What would you do differently?
This time, I did a better job on the connection of works than the last project.
I follow the GPP, which ask us to put explaination in the code, every time when I writing the code. This is really helpful,since the project last two weeks long.
This reduce so much time for figuring out what I’ve done so far. However, in this project, I schedual the process in a really tension way.
I did the Automation at the end of the project, because I want to make sure all the thing in my parent file is correct.
However, this is the first time I use Automation in my works. Therefore, I had so much trouble with Automation.
So, if there is something I’ll do differently, I’ll choose to do the Automation earlier. At least make sure it works!!
What was the most difficult part for you?
Expect for the Automation.
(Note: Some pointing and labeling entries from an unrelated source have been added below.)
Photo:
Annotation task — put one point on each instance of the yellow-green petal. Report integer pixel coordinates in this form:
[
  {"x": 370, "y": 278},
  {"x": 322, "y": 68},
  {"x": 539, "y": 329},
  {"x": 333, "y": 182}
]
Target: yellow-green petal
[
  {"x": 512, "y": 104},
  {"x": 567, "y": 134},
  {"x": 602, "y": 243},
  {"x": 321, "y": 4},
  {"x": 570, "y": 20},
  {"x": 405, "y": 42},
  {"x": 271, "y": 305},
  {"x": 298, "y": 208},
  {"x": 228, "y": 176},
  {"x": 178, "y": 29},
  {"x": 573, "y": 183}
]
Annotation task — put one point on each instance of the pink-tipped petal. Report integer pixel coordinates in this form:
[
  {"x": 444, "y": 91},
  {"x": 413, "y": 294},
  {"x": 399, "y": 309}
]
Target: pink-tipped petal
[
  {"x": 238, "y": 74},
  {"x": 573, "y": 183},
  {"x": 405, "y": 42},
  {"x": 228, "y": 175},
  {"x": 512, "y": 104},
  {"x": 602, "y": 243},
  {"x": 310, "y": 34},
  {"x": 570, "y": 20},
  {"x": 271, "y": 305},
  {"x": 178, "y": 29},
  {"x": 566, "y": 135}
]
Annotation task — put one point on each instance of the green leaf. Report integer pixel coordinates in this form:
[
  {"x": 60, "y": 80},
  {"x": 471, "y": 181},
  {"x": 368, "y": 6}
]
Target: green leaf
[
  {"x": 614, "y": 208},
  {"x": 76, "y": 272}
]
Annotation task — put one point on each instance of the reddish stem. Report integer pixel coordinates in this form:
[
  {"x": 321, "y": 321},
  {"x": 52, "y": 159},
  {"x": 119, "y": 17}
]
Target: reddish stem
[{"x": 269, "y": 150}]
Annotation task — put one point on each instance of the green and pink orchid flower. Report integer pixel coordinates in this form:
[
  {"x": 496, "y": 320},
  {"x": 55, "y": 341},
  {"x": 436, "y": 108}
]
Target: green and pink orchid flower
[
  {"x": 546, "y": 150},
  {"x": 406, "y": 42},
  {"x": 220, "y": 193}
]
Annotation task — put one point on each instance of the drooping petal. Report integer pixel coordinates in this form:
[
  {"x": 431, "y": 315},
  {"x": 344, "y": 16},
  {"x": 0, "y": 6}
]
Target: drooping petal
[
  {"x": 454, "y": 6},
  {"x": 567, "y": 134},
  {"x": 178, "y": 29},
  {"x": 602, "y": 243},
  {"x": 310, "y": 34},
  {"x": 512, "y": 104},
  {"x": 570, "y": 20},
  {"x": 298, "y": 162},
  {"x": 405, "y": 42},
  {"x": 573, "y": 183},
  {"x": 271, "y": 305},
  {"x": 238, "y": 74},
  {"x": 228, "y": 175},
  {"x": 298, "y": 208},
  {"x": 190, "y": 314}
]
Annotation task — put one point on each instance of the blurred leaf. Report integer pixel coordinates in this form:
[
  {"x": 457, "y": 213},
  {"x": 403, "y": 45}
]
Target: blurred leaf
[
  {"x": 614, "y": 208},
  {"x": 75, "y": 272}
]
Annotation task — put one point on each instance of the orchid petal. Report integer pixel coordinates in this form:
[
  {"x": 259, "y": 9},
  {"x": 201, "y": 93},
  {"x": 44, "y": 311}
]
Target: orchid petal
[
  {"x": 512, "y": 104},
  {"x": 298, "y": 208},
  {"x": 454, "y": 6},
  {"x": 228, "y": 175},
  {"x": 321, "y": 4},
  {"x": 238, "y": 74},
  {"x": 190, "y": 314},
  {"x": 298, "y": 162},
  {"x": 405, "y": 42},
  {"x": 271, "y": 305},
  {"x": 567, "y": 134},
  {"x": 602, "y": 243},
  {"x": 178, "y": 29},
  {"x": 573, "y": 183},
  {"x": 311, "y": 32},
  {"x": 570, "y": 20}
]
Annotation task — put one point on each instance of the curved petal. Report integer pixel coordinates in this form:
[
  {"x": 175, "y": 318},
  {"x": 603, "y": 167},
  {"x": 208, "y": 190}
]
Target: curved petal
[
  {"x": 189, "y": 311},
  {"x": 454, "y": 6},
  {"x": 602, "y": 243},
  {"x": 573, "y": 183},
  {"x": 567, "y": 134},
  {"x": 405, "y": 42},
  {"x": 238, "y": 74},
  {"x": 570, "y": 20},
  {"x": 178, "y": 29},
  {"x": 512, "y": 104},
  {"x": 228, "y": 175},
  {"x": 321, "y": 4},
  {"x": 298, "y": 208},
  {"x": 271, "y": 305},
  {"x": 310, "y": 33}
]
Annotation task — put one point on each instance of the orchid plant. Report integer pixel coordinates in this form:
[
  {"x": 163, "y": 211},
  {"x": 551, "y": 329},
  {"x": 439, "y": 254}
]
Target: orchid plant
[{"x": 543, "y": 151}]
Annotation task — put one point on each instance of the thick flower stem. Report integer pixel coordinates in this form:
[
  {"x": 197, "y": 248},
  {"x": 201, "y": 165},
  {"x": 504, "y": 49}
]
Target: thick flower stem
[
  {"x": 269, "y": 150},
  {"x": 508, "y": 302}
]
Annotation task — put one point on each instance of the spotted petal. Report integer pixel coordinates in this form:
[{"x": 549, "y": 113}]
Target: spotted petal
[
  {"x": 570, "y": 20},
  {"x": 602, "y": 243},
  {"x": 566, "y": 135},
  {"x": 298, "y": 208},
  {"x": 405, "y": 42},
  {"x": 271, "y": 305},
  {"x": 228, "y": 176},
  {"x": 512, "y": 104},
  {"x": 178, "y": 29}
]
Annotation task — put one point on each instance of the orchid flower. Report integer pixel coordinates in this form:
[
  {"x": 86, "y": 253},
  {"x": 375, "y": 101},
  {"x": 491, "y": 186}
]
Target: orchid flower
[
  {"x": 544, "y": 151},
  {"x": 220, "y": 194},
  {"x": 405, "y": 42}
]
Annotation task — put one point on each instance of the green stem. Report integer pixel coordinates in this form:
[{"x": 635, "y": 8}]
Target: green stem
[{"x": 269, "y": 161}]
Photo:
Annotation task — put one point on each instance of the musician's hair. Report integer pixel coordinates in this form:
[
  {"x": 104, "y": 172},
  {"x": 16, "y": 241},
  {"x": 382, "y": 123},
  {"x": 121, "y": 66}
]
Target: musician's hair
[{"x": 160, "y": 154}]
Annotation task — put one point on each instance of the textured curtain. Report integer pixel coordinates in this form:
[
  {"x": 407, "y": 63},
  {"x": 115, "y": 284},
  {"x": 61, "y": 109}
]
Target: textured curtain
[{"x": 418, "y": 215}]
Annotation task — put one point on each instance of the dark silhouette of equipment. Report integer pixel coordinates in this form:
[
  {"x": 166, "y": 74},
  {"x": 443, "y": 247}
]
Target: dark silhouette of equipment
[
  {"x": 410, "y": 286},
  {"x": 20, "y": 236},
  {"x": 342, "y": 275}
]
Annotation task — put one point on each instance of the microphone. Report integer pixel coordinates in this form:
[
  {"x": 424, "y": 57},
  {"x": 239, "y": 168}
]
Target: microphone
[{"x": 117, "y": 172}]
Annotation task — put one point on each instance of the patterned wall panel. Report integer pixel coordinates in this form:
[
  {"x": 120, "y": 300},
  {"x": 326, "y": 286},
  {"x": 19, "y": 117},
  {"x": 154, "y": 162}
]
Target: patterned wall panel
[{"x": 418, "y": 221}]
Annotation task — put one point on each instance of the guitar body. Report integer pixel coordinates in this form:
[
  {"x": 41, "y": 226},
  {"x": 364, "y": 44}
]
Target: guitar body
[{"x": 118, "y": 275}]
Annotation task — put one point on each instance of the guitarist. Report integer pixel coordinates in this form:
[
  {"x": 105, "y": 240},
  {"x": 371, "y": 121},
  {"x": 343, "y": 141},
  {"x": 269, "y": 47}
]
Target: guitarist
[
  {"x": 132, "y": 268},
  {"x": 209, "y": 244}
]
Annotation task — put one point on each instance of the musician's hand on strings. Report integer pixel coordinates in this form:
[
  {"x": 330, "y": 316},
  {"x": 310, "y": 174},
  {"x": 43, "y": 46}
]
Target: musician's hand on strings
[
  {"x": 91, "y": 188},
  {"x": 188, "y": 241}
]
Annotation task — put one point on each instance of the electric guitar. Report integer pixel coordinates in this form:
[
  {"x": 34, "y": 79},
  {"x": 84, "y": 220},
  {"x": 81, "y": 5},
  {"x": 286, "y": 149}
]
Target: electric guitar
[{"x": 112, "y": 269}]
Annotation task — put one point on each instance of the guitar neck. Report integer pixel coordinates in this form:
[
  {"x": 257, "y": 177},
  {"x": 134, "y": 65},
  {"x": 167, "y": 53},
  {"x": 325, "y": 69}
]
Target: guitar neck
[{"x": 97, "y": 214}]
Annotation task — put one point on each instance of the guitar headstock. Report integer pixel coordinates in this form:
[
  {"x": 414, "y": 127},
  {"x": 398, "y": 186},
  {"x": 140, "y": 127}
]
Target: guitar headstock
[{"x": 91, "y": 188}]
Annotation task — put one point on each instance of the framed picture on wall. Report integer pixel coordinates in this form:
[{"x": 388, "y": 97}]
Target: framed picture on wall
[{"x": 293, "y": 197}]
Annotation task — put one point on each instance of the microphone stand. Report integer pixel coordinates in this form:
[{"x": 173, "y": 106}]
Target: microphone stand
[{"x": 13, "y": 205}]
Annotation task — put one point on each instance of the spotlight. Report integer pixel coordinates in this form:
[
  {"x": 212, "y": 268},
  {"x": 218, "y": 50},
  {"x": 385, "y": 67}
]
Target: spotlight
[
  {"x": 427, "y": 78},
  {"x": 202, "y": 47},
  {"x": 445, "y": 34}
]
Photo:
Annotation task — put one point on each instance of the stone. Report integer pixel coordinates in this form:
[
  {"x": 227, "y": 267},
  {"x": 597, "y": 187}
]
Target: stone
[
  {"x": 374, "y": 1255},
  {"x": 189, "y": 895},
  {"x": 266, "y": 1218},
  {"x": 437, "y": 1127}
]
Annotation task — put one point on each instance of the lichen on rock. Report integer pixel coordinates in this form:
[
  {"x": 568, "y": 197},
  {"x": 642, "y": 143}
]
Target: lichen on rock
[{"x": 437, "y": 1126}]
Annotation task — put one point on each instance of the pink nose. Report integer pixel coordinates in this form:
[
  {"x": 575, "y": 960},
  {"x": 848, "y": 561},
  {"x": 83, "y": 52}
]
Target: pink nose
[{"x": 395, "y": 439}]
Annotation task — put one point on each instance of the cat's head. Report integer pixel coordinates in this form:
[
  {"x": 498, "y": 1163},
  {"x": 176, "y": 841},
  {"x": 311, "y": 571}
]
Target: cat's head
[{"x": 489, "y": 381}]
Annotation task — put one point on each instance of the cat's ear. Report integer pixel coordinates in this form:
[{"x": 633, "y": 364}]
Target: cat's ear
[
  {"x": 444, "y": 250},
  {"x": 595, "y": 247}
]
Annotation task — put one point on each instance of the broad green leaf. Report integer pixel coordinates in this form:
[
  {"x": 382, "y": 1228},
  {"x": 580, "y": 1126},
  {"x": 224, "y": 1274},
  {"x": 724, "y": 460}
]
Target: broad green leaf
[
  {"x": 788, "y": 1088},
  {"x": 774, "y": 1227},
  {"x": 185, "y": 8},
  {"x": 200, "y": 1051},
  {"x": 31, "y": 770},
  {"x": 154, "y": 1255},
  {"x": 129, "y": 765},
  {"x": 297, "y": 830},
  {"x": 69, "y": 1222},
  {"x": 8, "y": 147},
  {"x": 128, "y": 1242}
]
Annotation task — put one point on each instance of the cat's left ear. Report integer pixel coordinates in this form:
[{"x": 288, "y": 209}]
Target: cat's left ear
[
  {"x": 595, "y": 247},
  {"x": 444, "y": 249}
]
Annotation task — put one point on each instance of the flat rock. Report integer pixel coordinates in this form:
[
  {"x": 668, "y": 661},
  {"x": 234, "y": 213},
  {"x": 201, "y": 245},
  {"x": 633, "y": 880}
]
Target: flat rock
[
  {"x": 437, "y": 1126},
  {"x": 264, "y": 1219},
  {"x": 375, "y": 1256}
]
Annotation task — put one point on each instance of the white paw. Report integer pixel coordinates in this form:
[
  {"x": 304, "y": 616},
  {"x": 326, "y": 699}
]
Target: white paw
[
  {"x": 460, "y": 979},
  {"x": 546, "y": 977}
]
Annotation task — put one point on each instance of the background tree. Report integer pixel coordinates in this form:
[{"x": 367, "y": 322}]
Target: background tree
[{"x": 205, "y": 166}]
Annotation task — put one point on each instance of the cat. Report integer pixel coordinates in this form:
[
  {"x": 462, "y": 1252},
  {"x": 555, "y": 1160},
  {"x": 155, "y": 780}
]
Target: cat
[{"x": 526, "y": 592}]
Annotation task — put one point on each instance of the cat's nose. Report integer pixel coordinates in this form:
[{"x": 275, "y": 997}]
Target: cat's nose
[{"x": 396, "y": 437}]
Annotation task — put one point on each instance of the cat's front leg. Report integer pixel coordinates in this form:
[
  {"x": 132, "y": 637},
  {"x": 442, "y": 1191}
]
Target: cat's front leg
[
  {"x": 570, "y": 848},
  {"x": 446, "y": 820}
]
I think choosing the best tuning parameter for the training process is really hard.
In this project, I choose to dealing with all the Monday data and make sure everything’s alright and then I did the Automation after that.
However, when i using the tuning parameter to fitting the Tuesday data, the RMSE seems not to follow the same pattern with The Monday.
Therefore, I have to change my parameter to let it fit in all 7 weekday. This spent me sooooo much time. Since I set the parameter range too small.
Also, for the regression tree model, the cp has to be very small. But this cause my tree plot to be a mess…
Therefore, I think choose the tuning parameter is the most difficult part for me.
What are you big take-aways for the future projects?
I’ll give myself more time on the procedure that I’ve never done. Also, I learned that I should think for the child file when I writing the parent code.
Only focus on the original file will bring you a huge disaster after that.